What Hospitality Taught Me About Managing People

LeadershipReflection

Before I was evaluating Fortune 500 org charts, I was managing bar shifts in Athens. Late nights, narrow margins, last-minute call-outs, and the particular kind of chaos that follows a fully booked Saturday in summer.

I learned more about people management in those years than in any classroom or framework I've encountered since.

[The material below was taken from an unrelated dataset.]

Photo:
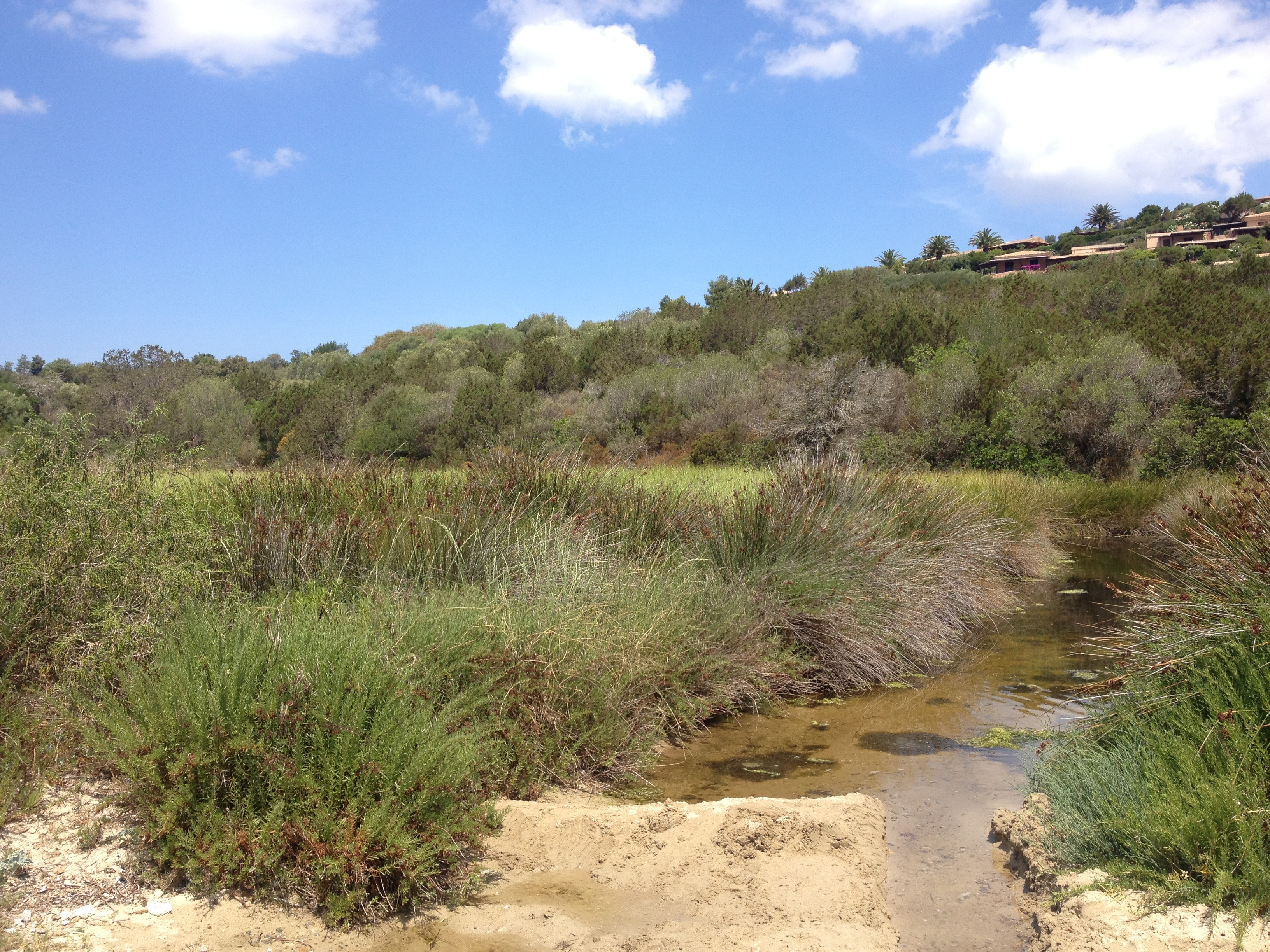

Accountability is built at the edges

In hospitality, the cost of unclear accountability is immediate and visible. A drink doesn't get made. A table waits. A guest leaves. There's no quarterly review process to obscure what went wrong.

That clarity shapes how teams hold each other to standards. People take ownership not because a job description says so, but because the next person in the chain depends on them — and they know it.

Most office environments dilute that loop. The dependency is real, but it's slower, harder to see, and easier to escape. When I'm helping organisations design roles, I keep coming back to this: how short is the feedback loop between doing your job badly and someone noticing?

Trust is operational

In a kitchen or behind a bar, trust isn't a value statement on the wall. It's whether you can leave the floor for ten minutes without coming back to a problem.

That's still the test I apply to teams. Not "do they like each other?", but "can the leader step away?" If the answer is no, you don't have a team — you have a queue of decisions waiting for one person.

Pressure exposes the design

Quiet weeks make any structure look fine. Saturday nights show you which roles are overloaded, where the handoffs break, who absorbs the slack, and what happens when someone calls in sick.

The same is true at scale. The way an organisation behaves under pressure is the truer picture of its design — not the version on the slide.